Credit unions have a different, perhaps better, approach to mortgages

Hands holding a house

Credit unions make home loans a little differently than other lenders, and they must be doing something right.

The first mortgage delinquency rate for credit unions is just over 2%, compared to 13% for all lenders.

North Carolina State Employees' Credit Union is a typical credit union -- its foreclosure rate is well below the national foreclosure rate.

SECU charges all members the same interest rate and favors a 2-year, adjustable-rate loan.

That means any of its members whose homes are underwater aren’t locked into paying a 5% or 6% interest rate because they can’t refinance a fixed-rate loan.

Their mortgage rates came down when overall rates fell.

That’s helped avoid defaults.

(Of course, as interest rates rise, the rates on these mortgages will rise, too.)

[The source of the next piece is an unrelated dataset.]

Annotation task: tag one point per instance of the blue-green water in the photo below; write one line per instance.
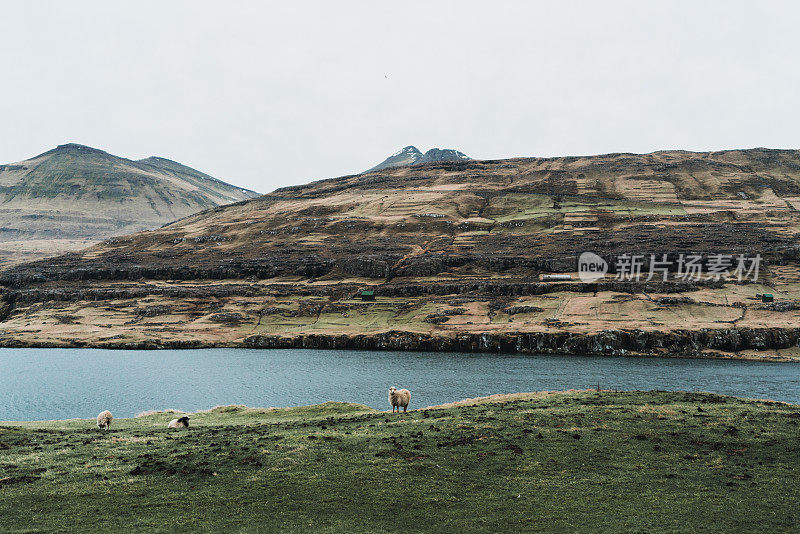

The other reason for SECU’s low foreclosure rate: It offers in-person financial counseling. When financial hardships happen, SECU senior staffers do face-to-face counseling with the member borrower to develop a workout plan.

When it makes loans, SECU doesn’t rely only on lending models based on risk and credit scores. It also uses salaried loan officers who stay involved in servicing and collecting on the loans, and it keeps ARMs in its portfolio rather than selling them to an investor.

"Keeping mortgage loans on our books means SECU is extremely interested in assuring that the loan is appropriate for the member," says Spencer Scarboro, SECU's senior vice president of loan originations. "We think it's much better to focus on the character of our members and their ability to repay a loan than to just rely on a credit score to make that determination."

Granted, in the current market, lending standards are so tight that you’re more likely to have a hard time getting a loan than you are to get a loan that’s hard to repay.

But if you want a little extra reassurance that you really can afford the loan you’re considering, get the nod from a credit union.